With energy prices continuing to rise—the product of a short supply and growing demand for fuel as the global economy reopens further—and supply-chain bottlenecking causing disruptions for many industries and the resultant higher producer and consumer prices, we still think the value-oriented names in the cyclical industries (i.e., energy, materials, and financials) should be given a closer look. These groups have historically performed better than the growth sectors when inflationary pressures emerge. On point, the Federal Reserve’s latest Beige Book summation of economic conditions (released yesterday afternoon) showed that U.S. economic output slowed to a modest to moderate rate this fall, as companies continue to deal with supply-chain disruptions, elevated prices, and a shortage of available workers. Many businesses said they anticipate higher prices and supply shortages may last another year or so. On point, Secretary of Commerce Gina Raimondo recently said: “The semiconductor situation is going to take a long time to fix.”
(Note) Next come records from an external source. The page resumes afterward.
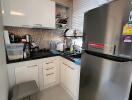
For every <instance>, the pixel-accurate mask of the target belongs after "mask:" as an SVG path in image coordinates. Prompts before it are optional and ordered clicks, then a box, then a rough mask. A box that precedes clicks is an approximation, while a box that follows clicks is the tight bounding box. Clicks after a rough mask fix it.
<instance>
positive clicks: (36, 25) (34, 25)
mask: <svg viewBox="0 0 132 100" xmlns="http://www.w3.org/2000/svg"><path fill="white" fill-rule="evenodd" d="M34 26H41V27H42V26H43V25H42V24H34Z"/></svg>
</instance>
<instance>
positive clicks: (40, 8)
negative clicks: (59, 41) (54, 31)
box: [29, 0, 55, 28]
mask: <svg viewBox="0 0 132 100" xmlns="http://www.w3.org/2000/svg"><path fill="white" fill-rule="evenodd" d="M29 18H31V19H30V23H31V24H32V25H33V27H46V28H55V2H53V1H51V0H31V7H30V15H29Z"/></svg>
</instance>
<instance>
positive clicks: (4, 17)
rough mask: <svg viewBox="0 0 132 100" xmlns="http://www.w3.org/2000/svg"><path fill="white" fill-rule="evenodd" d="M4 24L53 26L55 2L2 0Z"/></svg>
mask: <svg viewBox="0 0 132 100" xmlns="http://www.w3.org/2000/svg"><path fill="white" fill-rule="evenodd" d="M2 12H3V20H4V26H23V27H38V28H43V27H45V28H55V2H54V1H51V0H2Z"/></svg>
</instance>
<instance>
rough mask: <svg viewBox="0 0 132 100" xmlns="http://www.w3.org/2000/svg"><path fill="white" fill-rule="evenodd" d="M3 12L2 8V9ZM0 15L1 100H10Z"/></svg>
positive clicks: (7, 74)
mask: <svg viewBox="0 0 132 100" xmlns="http://www.w3.org/2000/svg"><path fill="white" fill-rule="evenodd" d="M0 12H1V7H0ZM1 15H2V14H1V13H0V100H8V88H9V84H8V74H7V66H6V58H5V57H6V56H5V47H4V38H3V26H2V18H1Z"/></svg>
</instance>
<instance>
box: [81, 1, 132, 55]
mask: <svg viewBox="0 0 132 100" xmlns="http://www.w3.org/2000/svg"><path fill="white" fill-rule="evenodd" d="M131 1H132V0H115V1H114V2H112V3H110V4H106V5H103V6H101V7H99V8H95V9H93V10H90V11H88V12H86V13H85V16H84V29H83V33H84V38H83V48H84V49H85V50H91V51H95V52H99V53H105V54H111V55H113V54H118V53H119V51H122V52H126V50H129V51H131V48H129V49H127V43H126V44H123V43H122V44H121V43H120V39H122V37H121V35H122V32H123V26H124V25H125V24H126V23H128V21H129V14H130V11H132V5H131ZM117 12H118V14H117ZM119 44H121V45H119ZM122 46H125V48H120V47H122ZM130 46H131V45H130ZM119 48H120V49H119ZM124 49H125V50H124ZM122 52H121V53H122Z"/></svg>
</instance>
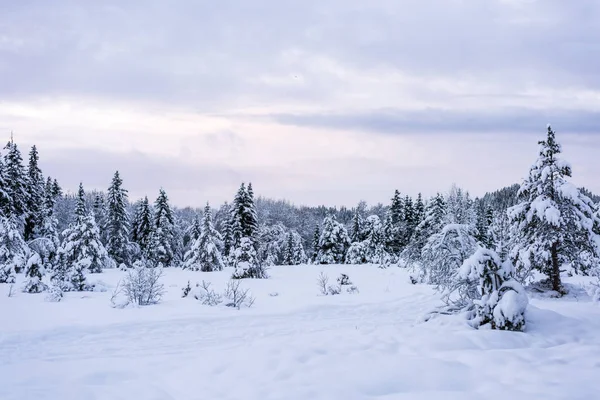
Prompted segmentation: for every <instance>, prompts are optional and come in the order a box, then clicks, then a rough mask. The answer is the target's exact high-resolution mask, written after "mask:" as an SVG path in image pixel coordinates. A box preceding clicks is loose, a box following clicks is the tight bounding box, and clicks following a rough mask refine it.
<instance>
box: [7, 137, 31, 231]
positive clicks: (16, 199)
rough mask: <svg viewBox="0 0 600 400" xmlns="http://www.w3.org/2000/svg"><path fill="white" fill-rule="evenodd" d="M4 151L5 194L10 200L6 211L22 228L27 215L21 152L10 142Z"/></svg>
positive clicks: (15, 146) (26, 175)
mask: <svg viewBox="0 0 600 400" xmlns="http://www.w3.org/2000/svg"><path fill="white" fill-rule="evenodd" d="M4 150H6V154H5V155H4V168H5V174H4V176H5V179H6V193H7V195H8V198H9V199H10V202H9V207H8V211H9V215H10V216H11V217H13V218H16V219H15V221H17V222H18V226H21V227H22V225H23V224H24V223H25V217H26V216H27V215H28V214H29V208H28V207H27V205H28V203H29V199H28V197H29V194H28V191H27V187H28V182H27V181H28V179H27V173H26V171H25V167H24V166H23V157H22V156H21V152H20V151H19V149H18V147H17V145H16V144H15V143H14V142H13V141H12V140H11V141H10V142H8V144H7V145H6V147H4ZM19 229H20V228H19Z"/></svg>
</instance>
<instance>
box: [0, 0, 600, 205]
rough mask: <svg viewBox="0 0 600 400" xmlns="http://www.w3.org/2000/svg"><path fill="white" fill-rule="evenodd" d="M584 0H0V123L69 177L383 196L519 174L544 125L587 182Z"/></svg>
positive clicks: (486, 179)
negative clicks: (552, 127)
mask: <svg viewBox="0 0 600 400" xmlns="http://www.w3.org/2000/svg"><path fill="white" fill-rule="evenodd" d="M599 21H600V2H599V1H597V0H577V1H566V0H537V1H536V0H487V1H481V0H436V1H434V0H406V1H404V0H402V1H401V0H370V1H365V0H303V1H282V0H252V1H245V0H236V1H231V0H219V1H210V0H200V1H195V0H181V1H169V2H167V1H157V0H129V1H122V0H118V1H117V0H103V1H92V0H57V1H47V0H20V1H10V0H0V135H5V137H6V139H8V137H9V135H10V131H11V130H13V131H14V132H15V138H16V141H17V143H18V144H19V145H20V146H21V147H22V150H23V151H24V152H27V151H28V149H26V146H30V145H31V144H33V143H35V144H37V145H38V148H39V150H40V153H41V158H42V161H41V162H42V167H43V169H44V172H45V173H47V174H50V175H52V176H54V177H56V178H58V179H59V181H60V182H61V183H62V185H63V187H64V188H65V189H68V190H75V189H76V185H77V184H78V182H79V181H83V182H84V185H85V186H86V188H89V189H91V188H106V187H107V186H108V184H109V183H110V179H111V176H112V174H113V172H114V170H115V169H119V170H120V171H121V173H122V176H123V179H124V184H125V186H126V188H128V189H129V190H130V194H131V196H132V198H137V197H140V196H143V195H144V194H148V195H149V196H151V197H152V198H154V197H155V196H156V194H157V192H158V189H159V187H161V186H162V187H164V188H165V189H166V190H167V193H168V194H169V195H170V197H171V199H172V201H173V202H174V203H175V204H177V205H179V206H184V205H193V206H197V205H201V204H203V203H204V202H205V201H207V200H209V201H211V202H212V203H220V202H222V201H224V200H228V199H230V198H231V197H232V196H233V194H234V193H235V190H236V188H237V186H238V185H239V183H240V182H242V181H246V182H247V181H252V183H253V185H254V187H255V191H256V192H257V193H258V194H262V195H265V196H269V197H276V198H287V199H289V200H291V201H292V202H294V203H298V204H310V205H313V204H322V203H326V204H331V205H334V204H337V205H342V204H343V205H349V206H350V205H354V204H356V203H357V202H358V201H359V200H361V199H364V200H366V201H368V202H369V203H376V202H384V203H387V202H388V201H389V198H390V197H391V195H392V194H393V191H394V189H396V188H397V189H399V190H400V191H402V192H403V193H408V194H413V195H414V194H416V193H417V192H423V193H424V194H426V195H430V194H433V193H435V192H436V191H444V190H446V189H447V188H448V187H449V186H450V185H451V184H452V183H453V182H454V183H456V184H458V185H459V186H463V187H465V188H466V189H468V190H470V191H471V192H472V193H473V194H475V195H479V194H483V193H484V192H486V191H489V190H494V189H496V188H500V187H502V186H505V185H509V184H512V183H515V182H520V181H521V179H522V178H523V177H524V176H525V175H526V174H527V171H528V168H529V166H530V164H531V163H532V162H533V161H534V160H535V158H536V156H537V144H536V143H537V141H538V140H540V139H543V138H544V135H545V129H546V124H547V123H552V125H553V127H554V128H555V130H556V131H557V137H558V139H559V141H561V143H562V144H563V151H564V157H565V158H566V159H567V160H569V161H570V162H571V163H572V165H573V168H574V182H575V183H576V184H578V185H582V186H587V187H589V188H591V189H593V190H595V191H598V192H600V179H598V168H599V163H598V162H597V159H598V154H599V152H600V134H599V133H600V132H599V131H600V128H599V127H600V73H599V71H600V22H599Z"/></svg>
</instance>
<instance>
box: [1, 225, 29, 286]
mask: <svg viewBox="0 0 600 400" xmlns="http://www.w3.org/2000/svg"><path fill="white" fill-rule="evenodd" d="M28 256H29V248H28V247H27V244H26V243H25V241H24V240H23V237H22V236H21V233H20V232H19V230H18V229H17V226H16V224H15V222H14V221H13V220H12V219H11V218H7V217H5V216H2V217H0V283H14V282H15V279H16V276H15V275H16V274H18V273H19V272H21V271H22V270H23V269H24V268H25V264H26V262H27V259H28Z"/></svg>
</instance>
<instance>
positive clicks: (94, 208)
mask: <svg viewBox="0 0 600 400" xmlns="http://www.w3.org/2000/svg"><path fill="white" fill-rule="evenodd" d="M92 211H93V213H94V219H95V220H96V224H97V225H98V228H99V229H100V238H101V239H102V243H103V244H104V245H106V244H107V243H108V231H109V229H108V215H107V209H106V200H105V199H104V193H101V192H98V193H96V195H95V196H94V204H93V205H92Z"/></svg>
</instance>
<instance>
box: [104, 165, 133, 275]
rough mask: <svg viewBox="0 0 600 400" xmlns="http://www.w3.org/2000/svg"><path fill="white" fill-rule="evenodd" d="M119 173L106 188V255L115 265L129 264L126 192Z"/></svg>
mask: <svg viewBox="0 0 600 400" xmlns="http://www.w3.org/2000/svg"><path fill="white" fill-rule="evenodd" d="M122 185H123V180H122V179H121V177H120V176H119V171H117V172H115V175H114V177H113V180H112V183H111V185H110V187H109V188H108V198H107V215H106V233H107V237H108V240H107V245H106V250H107V251H108V255H109V256H110V257H112V259H113V260H115V261H116V263H117V265H120V264H128V263H129V261H130V260H129V213H128V212H127V205H128V196H127V190H125V189H123V187H122Z"/></svg>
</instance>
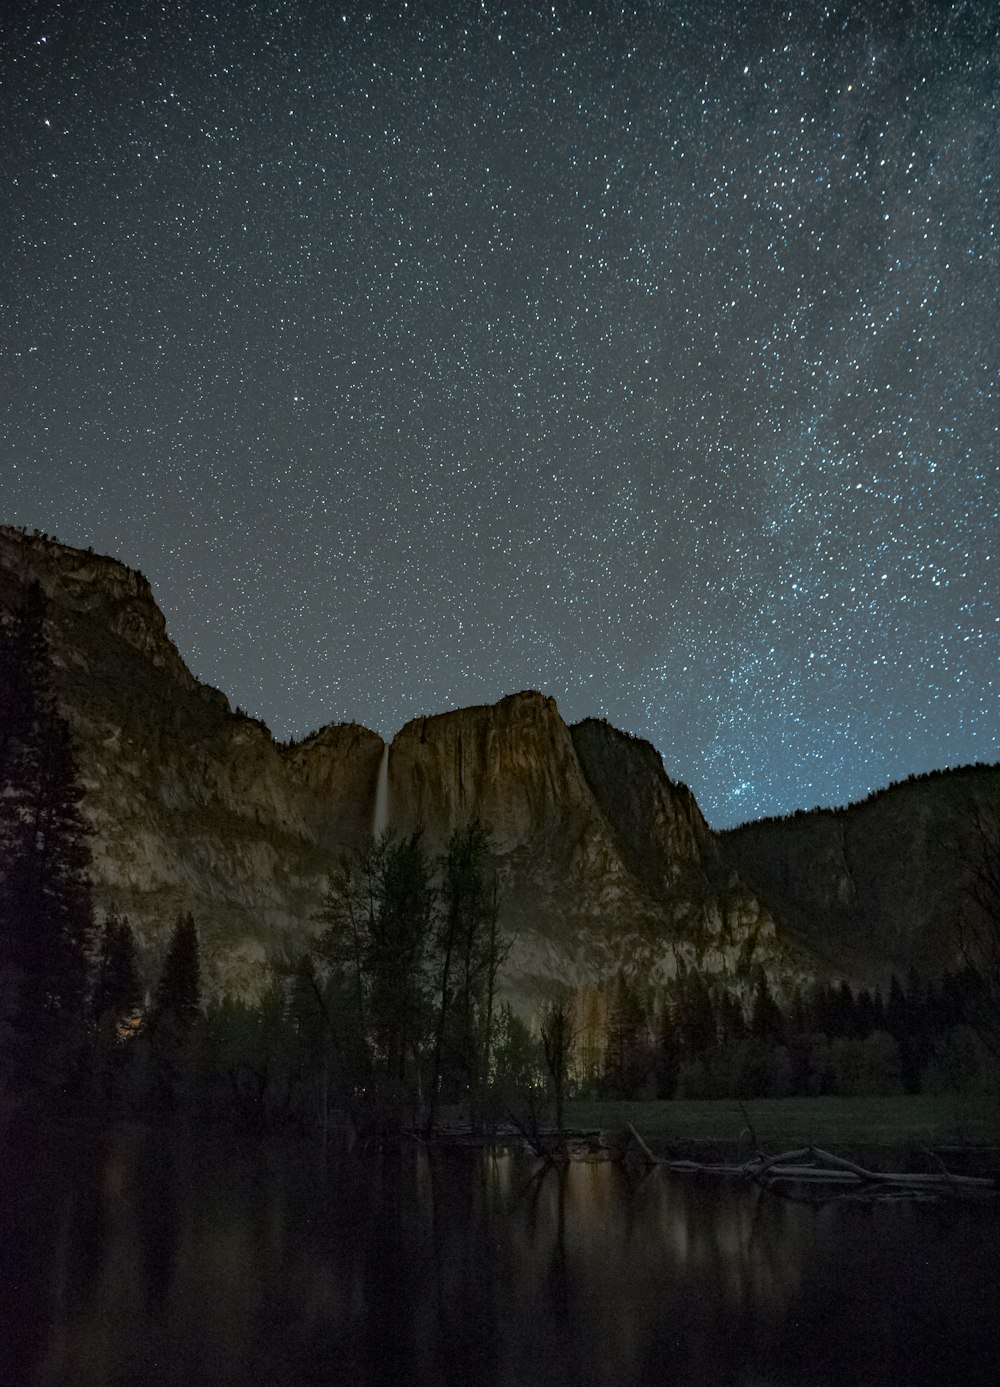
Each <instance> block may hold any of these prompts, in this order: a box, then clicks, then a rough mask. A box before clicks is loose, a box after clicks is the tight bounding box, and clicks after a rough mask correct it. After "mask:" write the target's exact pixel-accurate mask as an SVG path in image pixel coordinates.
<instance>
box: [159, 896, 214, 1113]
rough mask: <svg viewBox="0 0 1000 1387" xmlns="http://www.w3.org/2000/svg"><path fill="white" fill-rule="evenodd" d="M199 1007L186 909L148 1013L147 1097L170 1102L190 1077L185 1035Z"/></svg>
mask: <svg viewBox="0 0 1000 1387" xmlns="http://www.w3.org/2000/svg"><path fill="white" fill-rule="evenodd" d="M200 1008H201V954H200V949H198V932H197V929H196V928H194V920H193V917H191V915H190V914H187V915H183V914H182V915H178V922H176V924H175V927H173V932H172V935H171V942H169V945H168V947H166V957H165V958H164V967H162V971H161V974H160V981H158V982H157V990H155V994H154V999H153V1008H151V1013H150V1024H148V1037H147V1044H148V1050H147V1054H148V1057H150V1061H151V1074H150V1079H151V1097H153V1099H154V1101H157V1103H161V1104H165V1105H166V1107H171V1108H173V1107H176V1105H178V1101H179V1100H180V1097H182V1090H183V1089H184V1086H186V1080H187V1079H189V1076H190V1044H189V1040H190V1035H191V1031H193V1028H194V1024H196V1021H197V1019H198V1014H200Z"/></svg>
In addition to another heavy slate of earnings reports this morning, investors will get some important releases from the business beat. At 8:30 A.M. (EDT), the Labor Department reported that initial weekly jobless claims came in at 290,000, a pandemic-era low; continuing claims also fell. The equity futures, which were lower leading into the report, are still indicating some modest profit taking at the start of today’s session. Later this morning, we will get the existing home sales figures for September and the latest report on the leading economic indicators.

To date, the third-quarter earnings season, as noted above, has been a major catalyst for stocks, with the backdrop of the Federal Reserve’s highly accommodative monetary policies. Moving forward, it will be interesting to see if this momentum will continue as the focus moves away from the banking and financial sectors and to other industries where bottlenecking in the supply chains and disruptions may pressure those companies’ earnings and more likely dampen near-term outlooks some. The consumer staples companies, most notably the grocery and meat processors, may have a harder time passing some of the elevated operating costs to the consumers via pricing hikes. A number of the consumer foods companies, including Kellogg Company (K), McCormick & Company (MKC), and J.M. Smucker (SJM), have warned about higher ingredients, fuel, and logistics costs pressuring near-term operating margins. (Our analysis on the Food Processing Industry can be found in Issue 10 of The Value Line Investment Survey.) So far the non-banking earnings results have been good, save for a few key misses, including International Business Machines (IBM) yesterday afternoon. This morning, Verizon Communications (VZ) and Abbott Laboratories (ABT) are adding to the string of positive quarterly reports.

– William G. Ferguson

At the time of this article’s writing, the author did not have positions in any of the companies mentioned.